To configure the AppScan Enterprise Liberty server to use IPv6 interfaces, update the server.xml and jvm.options files, and configure the database connectivity.

Procedure

  1. Stop the AppScan Enterprise service.
  2. Go to the Liberty server configuration directory: <install-dir>\AppScan Enterprise\Liberty\usr\servers\ase\.
  3. Open server.xml in a text editor.
  4. Find the <httpEndpoint> element and change the host attribute to "::".
    Example: 
    <httpEndpoint id="defaultHttpEndpoint" host="::" httpPort="9080" httpsPort="9443" />
    Note:
    Setting the host to "::" makes sure the server listens on all available IPv6 and IPv4 interfaces. This setting resolves issues where the server might stick to a link-local address (fe80::).
  5. Save and close server.xml.
  6. Open jvm.options in a text editor (located in the same directory).
  7. Add the following lines to the end of the file to prioritize the IPv6 stack: 
    -Djava.net.preferIPv4Stack=false
                        -Djava.net.preferIPv6Addresses=true
  8. Save and close jvm.options.
  9. Run the AppScan Enterprise Configuration Wizard.
  10. On the Database Connection page, in the SQL Server Hostname or IP Address box, do one of the following:
    • If you use a hostname, make sure the hostname resolves to an IPv6 address in your DNS or local hosts file (C:\Windows\System32\drivers\etc\hosts).
    • If you use a raw IPv6 address, enclose the address in brackets.
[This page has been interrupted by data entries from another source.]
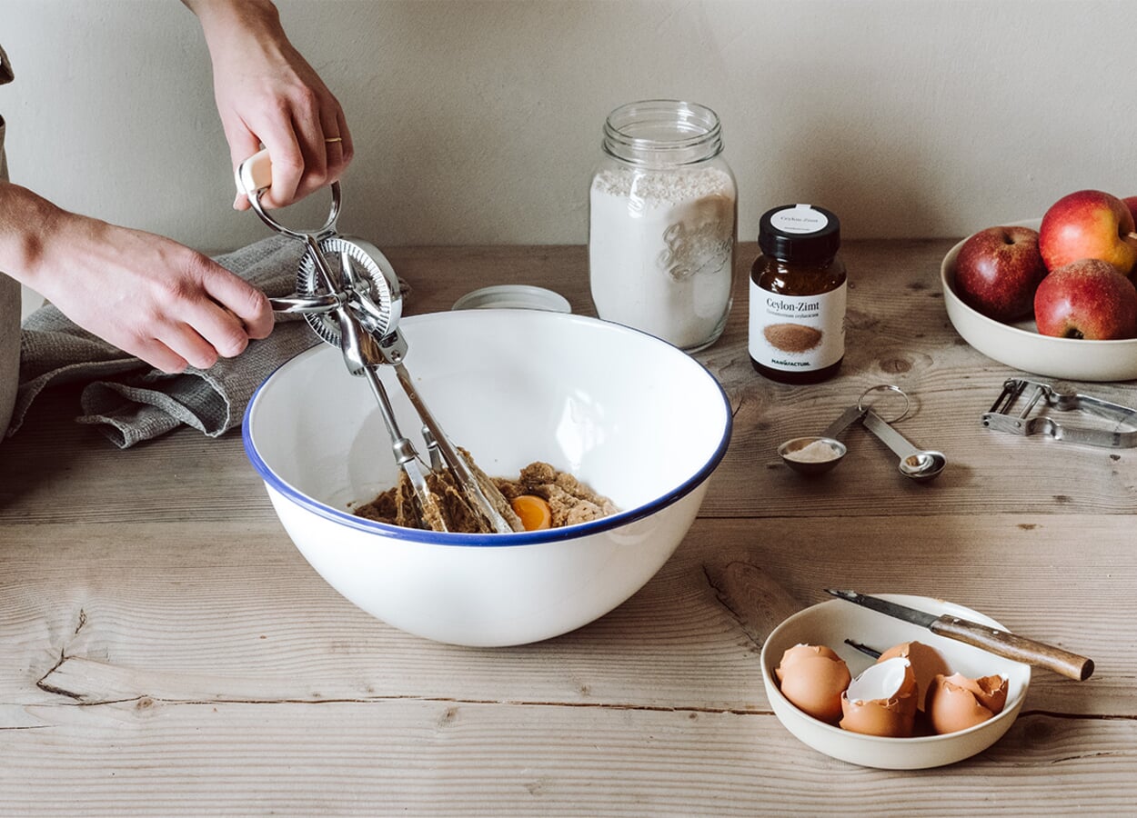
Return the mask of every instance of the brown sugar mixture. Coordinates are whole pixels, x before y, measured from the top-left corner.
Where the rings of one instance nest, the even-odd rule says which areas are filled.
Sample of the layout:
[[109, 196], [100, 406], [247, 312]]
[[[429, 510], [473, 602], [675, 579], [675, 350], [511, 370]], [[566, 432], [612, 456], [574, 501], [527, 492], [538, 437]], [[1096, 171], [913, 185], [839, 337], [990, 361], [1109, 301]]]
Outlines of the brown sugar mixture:
[[[463, 453], [467, 454], [468, 459], [468, 453]], [[526, 494], [541, 498], [548, 503], [551, 514], [550, 528], [588, 523], [620, 510], [606, 496], [597, 494], [571, 474], [558, 471], [547, 462], [530, 464], [521, 470], [516, 479], [487, 477], [476, 466], [474, 474], [479, 482], [489, 481], [497, 489], [496, 492], [485, 492], [488, 496], [500, 492], [500, 496], [505, 499], [506, 503], [504, 508], [500, 503], [496, 503], [498, 511], [509, 521], [514, 531], [524, 531], [524, 526], [514, 512], [511, 501]], [[482, 516], [470, 507], [448, 471], [429, 474], [426, 482], [431, 494], [437, 500], [434, 509], [424, 510], [428, 523], [431, 521], [432, 515], [437, 514], [440, 516], [441, 523], [445, 524], [446, 531], [464, 534], [488, 534], [492, 531]], [[388, 489], [371, 502], [357, 507], [354, 514], [357, 517], [404, 528], [424, 527], [418, 524], [414, 492], [410, 482], [404, 474], [399, 475], [399, 482], [393, 489]], [[428, 527], [435, 531], [441, 529], [438, 525], [429, 525]]]

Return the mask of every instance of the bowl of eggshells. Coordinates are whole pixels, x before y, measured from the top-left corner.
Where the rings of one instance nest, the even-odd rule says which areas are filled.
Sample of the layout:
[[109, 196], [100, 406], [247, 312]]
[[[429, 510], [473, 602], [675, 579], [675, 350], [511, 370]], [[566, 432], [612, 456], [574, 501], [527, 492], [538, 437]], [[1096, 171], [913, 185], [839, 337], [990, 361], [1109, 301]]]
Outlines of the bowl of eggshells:
[[[1002, 628], [944, 600], [875, 595]], [[881, 769], [941, 767], [982, 752], [1014, 724], [1030, 685], [1029, 665], [843, 600], [786, 619], [761, 661], [786, 729], [825, 756]]]

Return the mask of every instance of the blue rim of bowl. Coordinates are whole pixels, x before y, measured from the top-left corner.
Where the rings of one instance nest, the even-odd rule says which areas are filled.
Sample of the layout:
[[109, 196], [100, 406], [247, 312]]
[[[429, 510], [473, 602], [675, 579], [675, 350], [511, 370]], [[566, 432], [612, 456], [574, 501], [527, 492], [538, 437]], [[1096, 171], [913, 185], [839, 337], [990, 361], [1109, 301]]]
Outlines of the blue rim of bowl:
[[[573, 314], [565, 312], [549, 312], [549, 315], [561, 316], [565, 319], [571, 320], [600, 320], [597, 318], [587, 318], [584, 316], [576, 316]], [[605, 322], [606, 323], [606, 322]], [[666, 341], [661, 341], [649, 333], [641, 332], [633, 327], [625, 327], [617, 324], [609, 324], [609, 326], [615, 327], [620, 331], [636, 333], [638, 335], [644, 335], [645, 337], [652, 339], [656, 343], [662, 343], [666, 345]], [[299, 354], [307, 354], [314, 349], [319, 349], [319, 347], [313, 347]], [[680, 351], [680, 350], [677, 350]], [[298, 356], [297, 356], [298, 357]], [[727, 454], [727, 448], [730, 444], [731, 432], [735, 426], [735, 417], [730, 409], [730, 399], [727, 397], [727, 391], [719, 383], [719, 378], [711, 374], [703, 364], [697, 361], [695, 358], [689, 360], [695, 366], [703, 370], [703, 374], [714, 384], [715, 389], [719, 390], [719, 397], [723, 402], [723, 416], [725, 423], [723, 424], [722, 437], [719, 440], [714, 452], [707, 459], [705, 464], [696, 471], [694, 475], [688, 477], [686, 481], [680, 483], [678, 486], [669, 491], [650, 502], [644, 503], [642, 506], [637, 506], [636, 508], [626, 509], [624, 511], [619, 511], [608, 517], [601, 517], [597, 520], [591, 520], [589, 523], [580, 523], [578, 525], [564, 526], [561, 528], [547, 528], [545, 531], [537, 532], [514, 532], [511, 534], [460, 534], [456, 532], [433, 532], [424, 531], [422, 528], [405, 528], [402, 526], [387, 525], [385, 523], [379, 523], [376, 520], [366, 519], [364, 517], [357, 517], [349, 511], [341, 511], [340, 509], [333, 508], [326, 503], [322, 503], [318, 500], [313, 500], [304, 492], [299, 491], [290, 483], [282, 481], [276, 474], [268, 467], [268, 464], [264, 461], [260, 453], [257, 451], [256, 444], [252, 442], [251, 433], [249, 432], [249, 417], [252, 415], [257, 401], [260, 399], [262, 390], [265, 385], [273, 378], [273, 376], [284, 366], [290, 364], [293, 358], [284, 361], [272, 373], [260, 382], [257, 386], [257, 391], [252, 393], [252, 398], [244, 408], [244, 415], [241, 418], [241, 442], [244, 444], [246, 457], [252, 464], [252, 467], [260, 475], [260, 478], [266, 485], [274, 489], [277, 493], [282, 494], [297, 506], [300, 506], [313, 514], [323, 517], [324, 519], [345, 525], [349, 528], [355, 528], [357, 531], [367, 532], [371, 534], [382, 534], [384, 536], [391, 537], [393, 540], [406, 540], [410, 542], [428, 543], [431, 545], [451, 545], [459, 548], [509, 548], [514, 545], [536, 545], [538, 543], [546, 542], [558, 542], [562, 540], [574, 540], [576, 537], [587, 536], [590, 534], [598, 534], [600, 532], [609, 531], [612, 528], [619, 528], [620, 526], [633, 523], [636, 520], [649, 517], [662, 508], [671, 506], [682, 498], [695, 491], [700, 484], [703, 484], [711, 474], [717, 468], [719, 464], [722, 461], [723, 457]]]

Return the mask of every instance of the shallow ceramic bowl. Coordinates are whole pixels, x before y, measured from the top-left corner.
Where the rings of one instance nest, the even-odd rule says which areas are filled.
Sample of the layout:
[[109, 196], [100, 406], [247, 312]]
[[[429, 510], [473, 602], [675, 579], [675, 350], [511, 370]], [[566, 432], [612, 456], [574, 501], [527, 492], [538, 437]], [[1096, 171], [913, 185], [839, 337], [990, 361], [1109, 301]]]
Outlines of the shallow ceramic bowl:
[[[420, 636], [512, 645], [586, 625], [639, 590], [695, 519], [731, 412], [697, 361], [650, 335], [537, 310], [405, 318], [406, 366], [451, 440], [490, 476], [545, 460], [621, 509], [543, 532], [439, 534], [355, 517], [395, 484], [390, 437], [362, 377], [319, 344], [269, 376], [244, 446], [300, 552], [368, 614]], [[402, 433], [421, 424], [380, 375]]]
[[[928, 596], [873, 594], [939, 616], [953, 614], [964, 619], [1002, 628], [997, 621], [963, 606]], [[1005, 628], [1003, 628], [1005, 629]], [[855, 677], [874, 660], [845, 644], [850, 638], [877, 650], [903, 642], [923, 642], [937, 649], [948, 667], [972, 678], [1002, 674], [1007, 677], [1006, 706], [991, 719], [958, 733], [912, 738], [886, 738], [849, 733], [819, 721], [794, 707], [778, 687], [774, 669], [782, 653], [796, 644], [832, 648]], [[954, 763], [981, 752], [1006, 733], [1022, 709], [1030, 685], [1030, 666], [1003, 659], [978, 648], [937, 636], [927, 628], [894, 619], [844, 600], [830, 600], [806, 608], [779, 625], [762, 646], [762, 681], [778, 719], [790, 733], [814, 750], [862, 767], [923, 769]]]
[[[1041, 219], [1006, 224], [1038, 229]], [[955, 259], [963, 241], [944, 257], [940, 284], [947, 317], [971, 347], [999, 364], [1046, 377], [1069, 381], [1137, 378], [1137, 339], [1086, 341], [1039, 335], [1032, 319], [1003, 324], [963, 303], [954, 289]]]

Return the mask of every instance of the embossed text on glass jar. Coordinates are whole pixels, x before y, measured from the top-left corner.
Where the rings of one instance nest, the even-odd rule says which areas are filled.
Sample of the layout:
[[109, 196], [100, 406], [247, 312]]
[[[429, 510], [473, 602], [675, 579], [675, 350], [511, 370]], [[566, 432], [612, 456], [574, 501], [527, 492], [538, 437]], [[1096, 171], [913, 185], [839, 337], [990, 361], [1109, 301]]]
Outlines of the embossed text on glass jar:
[[695, 352], [731, 307], [737, 186], [722, 127], [694, 102], [614, 110], [589, 194], [589, 282], [597, 314]]

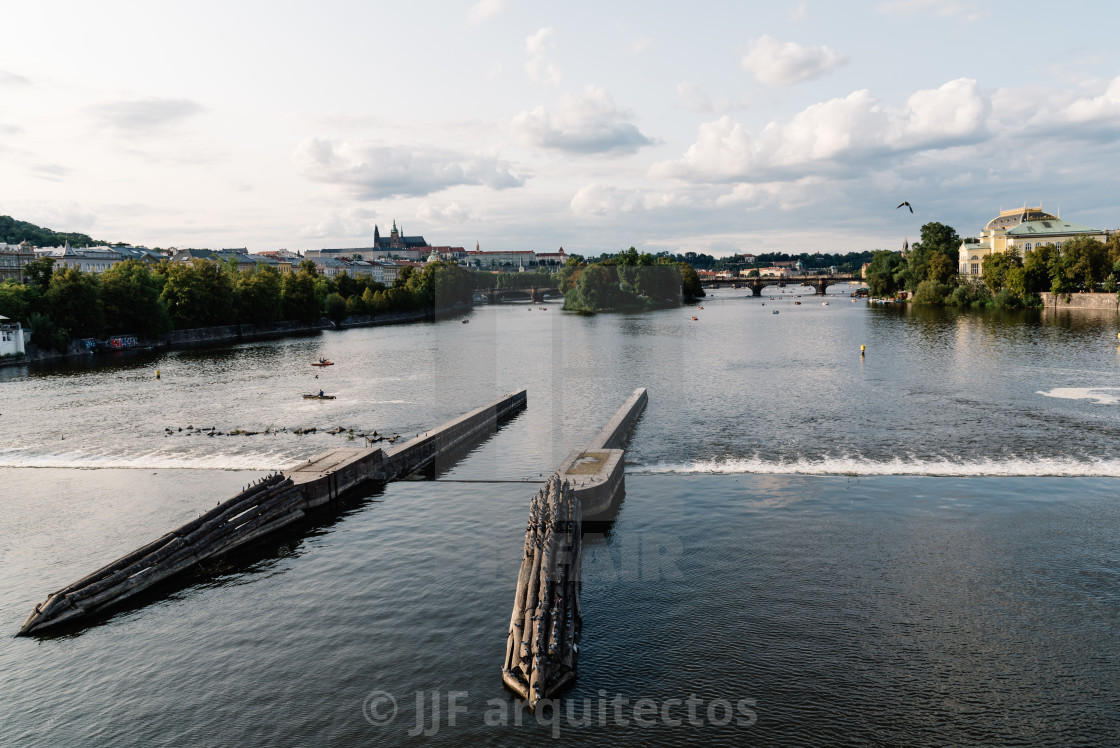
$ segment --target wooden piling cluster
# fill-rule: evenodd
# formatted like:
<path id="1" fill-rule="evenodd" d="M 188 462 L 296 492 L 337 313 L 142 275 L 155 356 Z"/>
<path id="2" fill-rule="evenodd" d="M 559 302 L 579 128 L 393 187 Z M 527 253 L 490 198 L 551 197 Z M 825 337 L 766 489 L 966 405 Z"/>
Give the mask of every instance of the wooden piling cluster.
<path id="1" fill-rule="evenodd" d="M 582 618 L 579 499 L 556 474 L 533 497 L 502 681 L 532 708 L 576 680 Z"/>
<path id="2" fill-rule="evenodd" d="M 304 517 L 304 494 L 282 474 L 246 486 L 198 518 L 50 595 L 20 635 L 104 610 L 174 574 Z"/>

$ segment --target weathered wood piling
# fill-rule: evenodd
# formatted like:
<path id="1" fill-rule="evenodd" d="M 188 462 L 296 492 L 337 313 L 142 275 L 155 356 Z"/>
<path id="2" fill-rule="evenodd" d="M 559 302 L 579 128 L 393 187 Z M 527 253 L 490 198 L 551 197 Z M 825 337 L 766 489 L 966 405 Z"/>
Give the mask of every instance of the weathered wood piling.
<path id="1" fill-rule="evenodd" d="M 553 475 L 533 497 L 510 617 L 502 681 L 535 704 L 576 679 L 579 635 L 579 499 Z"/>
<path id="2" fill-rule="evenodd" d="M 267 476 L 178 530 L 53 592 L 35 607 L 18 635 L 87 623 L 159 582 L 287 527 L 366 480 L 394 480 L 454 454 L 525 403 L 521 390 L 389 451 L 335 449 Z"/>
<path id="3" fill-rule="evenodd" d="M 262 478 L 197 520 L 54 592 L 36 606 L 19 633 L 32 634 L 120 605 L 189 567 L 301 520 L 302 502 L 291 478 L 279 473 Z"/>
<path id="4" fill-rule="evenodd" d="M 585 449 L 571 452 L 529 505 L 502 682 L 535 708 L 576 680 L 582 530 L 609 522 L 625 492 L 623 447 L 645 410 L 635 390 Z"/>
    Correct: [2001:db8::1234]

    Incorrect: 2001:db8::1234

  11. Optional: If you integrate AppScan Enterprise with ServiceNow in an IPv6 environment, configure the ServiceNow plugin. See Configuring the ServiceNow plugin for IPv6.

Results

The AppScan Enterprise server is now configured to communicate over IPv6. Verify this in one of two ways:

  • Check the Liberty logs to confirm that the server is listening on the global IPv6 address.
  • Use a network protocol analyzer (such as Wireshark) to confirm that traffic flows over IPv6 without falling back to IPv4.

If the Liberty server is reachable only through the link-local IPv6 address (starting with fe80::), see Liberty server not reachable over global IPv6 address.